🤖 AI Summary
This work addresses the challenge of conducting efficient and scalable post-hoc privacy audits on deployed large language models, which existing methods struggle to achieve without either injecting synthetic data during training or requiring private holdout datasets drawn from the same distribution as the training data. To overcome these limitations, the paper introduces Natural Identifiers (NIDs)—structured random strings inherently present in training data, such as hash values or shortened URLs—as intrinsic signals for auditing. Leveraging NIDs, the authors develop the first general-purpose, post-training privacy auditing framework that requires no modification to the training process and no access to private reserved data. The approach supports both differential privacy verification and dataset inference, and its practicality is further enhanced through distribution-consistent synthetic data, enabling effective and scalable privacy evaluation across diverse scenarios.
📝 Abstract
Assessing the privacy of large language models (LLMs) presents significant challenges. In particular, most existing methods for auditing differential privacy require the insertion of specially crafted canary data during training, making them impractical for auditing already-trained models without costly retraining. Additionally, dataset inference, which audits whether a suspect dataset was used to train a model, is infeasible without access to a private non-member held-out dataset.

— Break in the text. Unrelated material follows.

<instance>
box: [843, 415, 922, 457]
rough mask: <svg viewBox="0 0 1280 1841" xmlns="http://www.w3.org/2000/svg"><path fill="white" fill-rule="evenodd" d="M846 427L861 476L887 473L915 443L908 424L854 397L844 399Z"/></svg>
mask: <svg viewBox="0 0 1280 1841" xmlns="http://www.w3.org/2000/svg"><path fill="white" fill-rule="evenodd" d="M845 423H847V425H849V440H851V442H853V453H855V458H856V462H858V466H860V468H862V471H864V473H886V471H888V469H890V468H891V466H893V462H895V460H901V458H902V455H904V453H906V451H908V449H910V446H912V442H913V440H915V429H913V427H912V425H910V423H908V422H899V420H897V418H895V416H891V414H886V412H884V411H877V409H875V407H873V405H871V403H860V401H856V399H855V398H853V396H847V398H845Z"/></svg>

Yet, such held-out datasets are often unavailable or difficult to construct for real-world cases since they have to be from the same distribution (IID) as the suspect data. These limitations severely hinder the ability to conduct scalable, post-hoc audits. To enable such audits, this work introduces natural identifiers (NIDs) as a novel solution to the above-mentioned challenges. NIDs are structured random strings, such as cryptographic hashes and shortened URLs, naturally occurring in common LLM training datasets. Their format enables the generation of unlimited additional random strings from the same distribution, which can act as alternative canaries for audits and as same-distribution held-out data for dataset inference. Our evaluation highlights that indeed, using NIDs, we can facilitate post-hoc differential privacy auditing without any retraining and enable dataset inference for any suspect dataset containing NIDs without the need for a private non-member held-out dataset.